Jack est scrap 6z9-7

-Jack du Nord... On a ben entendu parler de toi ! T’es venu trapper Nelly ?
-Euh… non… mais si elle pouvait se passer elle-même la tête dans le collet, je dirais pas non.
Il te serre chaleureusement la main, sans trop en faire.
-Ses yeux brillent quand elle parle de toi. Ça fait longtemps que je l’avais pas vue aussi allumée. C’est beau à voir. T’es encore ici vendredi ? Je fais un vernissage à la galerie T4a, j’aimerais ça que tu viennes.
- Non, je serai dans le Nord. Bonne chance avec ton expo. T’as une toile dans le salon de Nelly, je l’aime beaucoup.
- Oui. Elle a toute une histoire, cette toile.
-T’as des toiles qui n’en ont pas ?
Il sourit et se tait un temps avant de répondre. « Non, mais y a des toiles qui ont des histoires ordinaires et des toiles qui ont des histoires extraordinaires, que la toile elle-même le soit ou non... »
Il continue à sourire en te regardant dans les yeux. Il attend sans doute que tu l’invites à conter cette histoire, mais t’es pas sûr d’avoir envie de l’entendre. Comme un doute. Tu te tais, son regard se tourne vers Nelly, la questionne. Ça se passe en quelques fractions de seconde.

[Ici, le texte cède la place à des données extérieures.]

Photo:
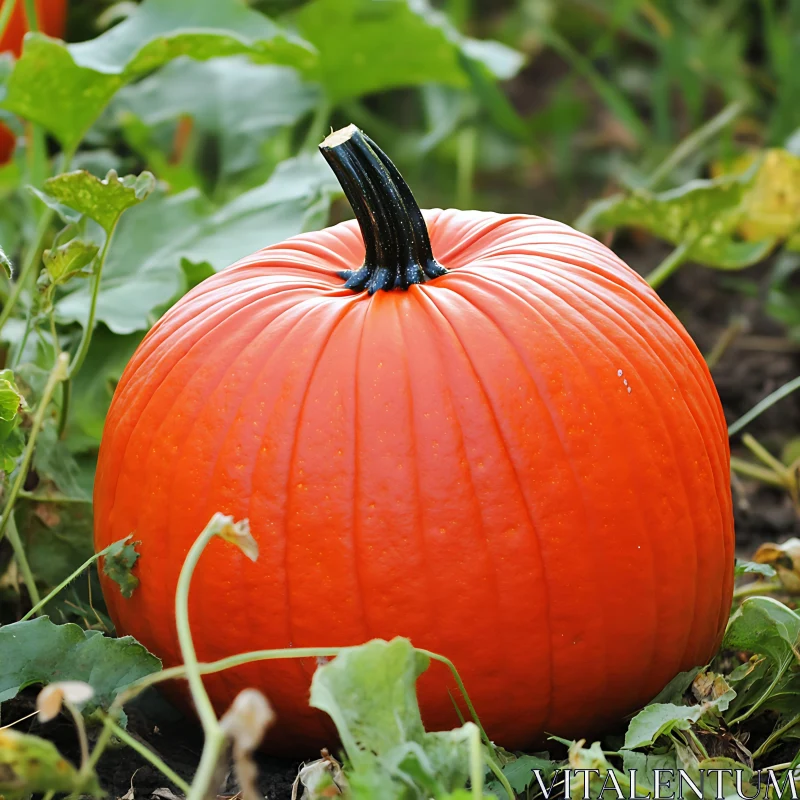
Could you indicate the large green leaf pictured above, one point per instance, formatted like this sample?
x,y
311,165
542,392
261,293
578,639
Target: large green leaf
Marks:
x,y
39,652
143,271
239,103
66,87
372,45
765,626
370,693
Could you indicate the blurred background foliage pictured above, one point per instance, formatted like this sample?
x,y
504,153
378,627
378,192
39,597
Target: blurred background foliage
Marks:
x,y
669,129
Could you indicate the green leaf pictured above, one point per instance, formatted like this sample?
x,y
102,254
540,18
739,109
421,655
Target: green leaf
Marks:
x,y
12,443
118,562
703,213
143,274
520,772
100,200
645,765
66,87
29,764
763,625
659,719
94,386
68,260
370,693
366,46
5,263
57,470
39,652
751,568
674,691
239,103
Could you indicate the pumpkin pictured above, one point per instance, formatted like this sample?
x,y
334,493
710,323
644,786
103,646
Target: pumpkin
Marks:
x,y
482,432
51,16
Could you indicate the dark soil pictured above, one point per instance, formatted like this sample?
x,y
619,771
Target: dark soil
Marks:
x,y
757,361
177,741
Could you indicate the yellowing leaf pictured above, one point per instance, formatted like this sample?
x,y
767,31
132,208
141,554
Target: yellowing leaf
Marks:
x,y
30,764
771,207
785,559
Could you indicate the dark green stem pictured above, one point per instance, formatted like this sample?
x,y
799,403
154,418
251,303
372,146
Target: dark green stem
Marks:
x,y
397,246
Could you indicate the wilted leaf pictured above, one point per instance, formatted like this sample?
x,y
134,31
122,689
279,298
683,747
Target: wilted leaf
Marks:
x,y
771,208
713,694
29,764
5,263
367,47
703,214
520,772
118,561
39,652
101,200
370,693
143,271
783,559
66,87
641,768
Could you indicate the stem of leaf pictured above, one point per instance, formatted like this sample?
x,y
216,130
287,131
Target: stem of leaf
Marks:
x,y
465,166
475,762
58,374
214,736
147,754
31,258
86,338
81,729
30,13
498,773
40,604
22,560
6,11
669,265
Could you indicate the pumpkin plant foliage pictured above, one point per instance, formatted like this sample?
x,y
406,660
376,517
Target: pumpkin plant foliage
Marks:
x,y
107,270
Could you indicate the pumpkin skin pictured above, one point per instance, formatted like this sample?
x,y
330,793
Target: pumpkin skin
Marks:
x,y
51,15
522,464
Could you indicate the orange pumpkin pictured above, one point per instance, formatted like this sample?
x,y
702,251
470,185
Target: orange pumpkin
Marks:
x,y
51,16
514,456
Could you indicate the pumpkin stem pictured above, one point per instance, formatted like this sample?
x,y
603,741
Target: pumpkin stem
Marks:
x,y
397,246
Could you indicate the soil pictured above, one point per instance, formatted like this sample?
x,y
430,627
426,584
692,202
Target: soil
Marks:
x,y
757,361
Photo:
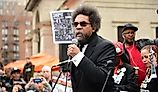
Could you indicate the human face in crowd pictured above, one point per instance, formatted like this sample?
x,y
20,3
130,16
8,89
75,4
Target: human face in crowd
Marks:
x,y
129,35
83,28
46,74
16,75
146,58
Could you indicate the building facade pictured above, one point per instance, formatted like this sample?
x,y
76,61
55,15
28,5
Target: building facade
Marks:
x,y
15,23
114,13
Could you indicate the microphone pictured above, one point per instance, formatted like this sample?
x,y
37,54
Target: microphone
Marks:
x,y
74,41
62,63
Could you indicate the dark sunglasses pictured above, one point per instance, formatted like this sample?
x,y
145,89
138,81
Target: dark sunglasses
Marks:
x,y
128,32
145,56
83,24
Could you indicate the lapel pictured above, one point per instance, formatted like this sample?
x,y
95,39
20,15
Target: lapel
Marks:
x,y
91,45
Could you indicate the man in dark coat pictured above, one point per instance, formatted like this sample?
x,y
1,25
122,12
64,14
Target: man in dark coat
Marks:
x,y
92,66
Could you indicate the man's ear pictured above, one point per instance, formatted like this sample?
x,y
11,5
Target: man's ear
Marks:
x,y
123,36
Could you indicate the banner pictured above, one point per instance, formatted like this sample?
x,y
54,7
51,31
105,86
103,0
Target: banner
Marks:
x,y
62,28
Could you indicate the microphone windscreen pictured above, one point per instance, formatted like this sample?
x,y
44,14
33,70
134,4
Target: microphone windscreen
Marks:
x,y
75,41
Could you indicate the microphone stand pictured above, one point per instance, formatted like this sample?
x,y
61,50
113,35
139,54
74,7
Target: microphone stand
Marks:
x,y
67,65
56,81
106,80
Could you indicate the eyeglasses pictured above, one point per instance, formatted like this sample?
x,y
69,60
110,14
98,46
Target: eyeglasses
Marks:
x,y
128,32
82,24
145,56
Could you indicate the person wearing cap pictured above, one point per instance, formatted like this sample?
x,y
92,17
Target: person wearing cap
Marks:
x,y
16,80
124,74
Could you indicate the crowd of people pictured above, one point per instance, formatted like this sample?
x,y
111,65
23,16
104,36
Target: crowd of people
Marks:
x,y
98,65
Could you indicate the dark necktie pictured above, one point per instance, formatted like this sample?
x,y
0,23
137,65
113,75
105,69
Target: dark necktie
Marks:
x,y
81,46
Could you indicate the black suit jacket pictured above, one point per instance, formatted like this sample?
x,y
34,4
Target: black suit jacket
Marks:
x,y
129,80
92,71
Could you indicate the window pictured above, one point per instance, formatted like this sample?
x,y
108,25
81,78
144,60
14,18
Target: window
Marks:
x,y
16,38
1,11
156,32
28,23
4,31
5,39
27,31
16,32
119,35
15,55
15,47
5,47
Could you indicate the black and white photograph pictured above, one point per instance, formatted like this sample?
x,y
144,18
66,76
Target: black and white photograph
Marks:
x,y
62,26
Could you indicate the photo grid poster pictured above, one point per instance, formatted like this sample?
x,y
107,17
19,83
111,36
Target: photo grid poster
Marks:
x,y
62,26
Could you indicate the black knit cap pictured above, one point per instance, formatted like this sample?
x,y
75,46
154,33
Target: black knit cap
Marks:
x,y
15,69
129,26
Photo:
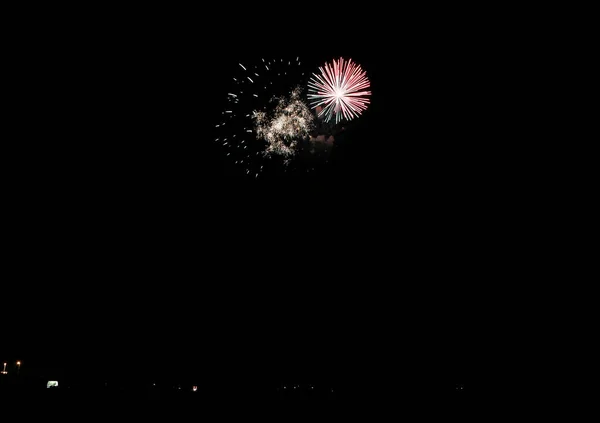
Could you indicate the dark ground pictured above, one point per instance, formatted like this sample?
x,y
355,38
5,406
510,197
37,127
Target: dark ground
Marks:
x,y
134,250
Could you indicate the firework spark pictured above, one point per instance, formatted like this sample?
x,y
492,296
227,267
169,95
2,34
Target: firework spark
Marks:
x,y
340,90
290,121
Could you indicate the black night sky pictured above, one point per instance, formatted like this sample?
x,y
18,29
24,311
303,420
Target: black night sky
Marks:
x,y
137,252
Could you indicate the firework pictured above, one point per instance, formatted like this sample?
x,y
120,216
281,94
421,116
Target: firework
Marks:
x,y
340,90
291,121
265,116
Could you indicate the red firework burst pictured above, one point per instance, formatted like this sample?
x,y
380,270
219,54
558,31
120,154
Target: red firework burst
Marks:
x,y
340,90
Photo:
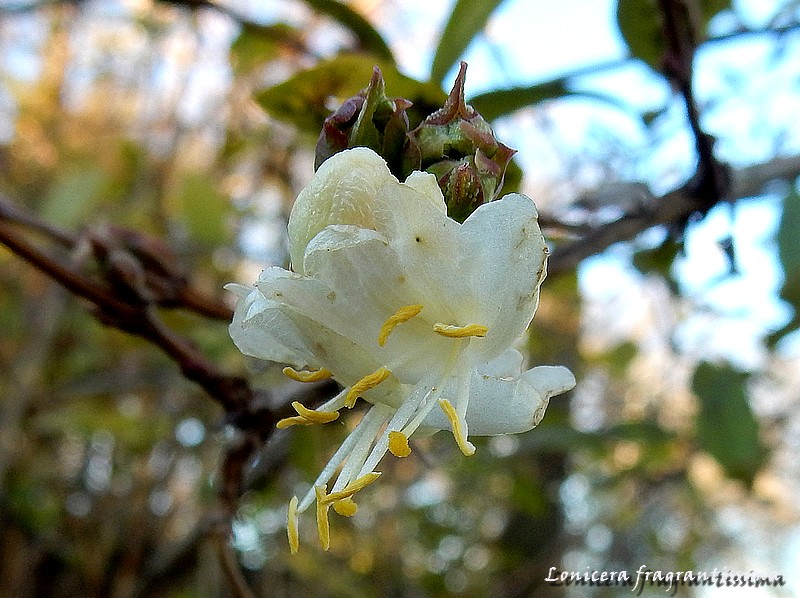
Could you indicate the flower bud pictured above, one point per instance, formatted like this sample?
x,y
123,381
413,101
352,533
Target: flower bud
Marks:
x,y
368,119
457,145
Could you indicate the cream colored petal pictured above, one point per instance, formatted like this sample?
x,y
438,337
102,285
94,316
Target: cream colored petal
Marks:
x,y
505,405
342,191
370,284
274,331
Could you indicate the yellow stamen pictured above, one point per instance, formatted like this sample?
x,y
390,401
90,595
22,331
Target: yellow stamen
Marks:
x,y
292,527
315,417
398,444
295,420
346,507
353,487
458,432
323,525
369,381
306,417
307,376
404,314
460,331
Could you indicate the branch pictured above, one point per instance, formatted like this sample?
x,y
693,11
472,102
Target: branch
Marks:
x,y
673,208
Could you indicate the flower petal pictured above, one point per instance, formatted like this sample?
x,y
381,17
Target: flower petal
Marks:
x,y
504,405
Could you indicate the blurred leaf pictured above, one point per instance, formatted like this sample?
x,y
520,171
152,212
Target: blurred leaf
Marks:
x,y
619,357
726,426
203,208
304,99
789,253
657,260
368,37
257,44
498,103
466,21
74,195
639,23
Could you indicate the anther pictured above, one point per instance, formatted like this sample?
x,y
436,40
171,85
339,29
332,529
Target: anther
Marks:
x,y
323,525
458,431
351,488
367,382
306,417
308,375
346,507
398,444
460,331
404,314
292,527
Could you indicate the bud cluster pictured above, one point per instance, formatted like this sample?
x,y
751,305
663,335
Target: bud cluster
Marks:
x,y
454,143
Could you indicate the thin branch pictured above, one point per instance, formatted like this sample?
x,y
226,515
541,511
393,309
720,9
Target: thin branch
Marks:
x,y
671,209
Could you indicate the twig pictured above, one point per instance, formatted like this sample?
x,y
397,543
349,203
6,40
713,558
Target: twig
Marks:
x,y
671,209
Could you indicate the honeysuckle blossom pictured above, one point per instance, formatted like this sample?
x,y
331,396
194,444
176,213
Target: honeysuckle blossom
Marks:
x,y
408,310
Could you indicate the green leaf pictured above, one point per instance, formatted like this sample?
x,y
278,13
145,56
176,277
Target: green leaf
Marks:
x,y
639,23
789,253
203,208
304,99
494,104
657,260
74,195
368,37
258,44
726,426
466,21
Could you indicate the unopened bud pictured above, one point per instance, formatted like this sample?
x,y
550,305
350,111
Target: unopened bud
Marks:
x,y
369,119
457,145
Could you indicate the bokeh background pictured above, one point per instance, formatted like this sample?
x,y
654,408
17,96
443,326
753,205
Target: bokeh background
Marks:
x,y
195,122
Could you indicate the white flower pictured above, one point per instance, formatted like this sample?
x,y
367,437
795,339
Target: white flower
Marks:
x,y
408,310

Nelly a soudainement l’air morose. Elle avale une gorgée de son Americano version Mile End, puis déclame : «On va se garder un peu de gêne devant Jack. Extra ou pas, c’est de l’histoire ancienne. » Elle avale une autre gorgée, les yeux baissés, comme si elle regardait dans son passé. Autour de nous, les rangs se sont clairsemés.
Max se tourne vers moi : « Une chance que la peinture est pas dans la chambre à coucher de Nelly, parce que vous seriez deux à penser à moi. Mais bon, vous faites peut-être pas juste parler d’anthropologie dans le salon non plus. »
Finalement, Max, il est pas si sympathique que ça. Toi et ton flair. « C’est juste une farce qu’il dit, en touchant ton avant-bras. » T’entends quelqu’un glousser derrière toi ; c’est Audrey, son sourire en coin et sa sale tronche, qui s’est jointe à vous sans que tu t’en rendes compte.
On étouffe ici. Un Jack D, ça serait bon. Un Jack D., une téquila sunrise, huit onces Southern, deux grosses bières. Pour retrouver ton sens de la répartie et en mettre une couche sur ce peintre et envoyer une bonne réplique bien juteuse dans les dents de la diva.
Bon plan, l’alcool. Juste à cause de quelques gueux. Faible, mon gars, faible. Tu quêtes du regard l’appui de Nelly. Mais déjà elle parle à quelqu’un d’autre.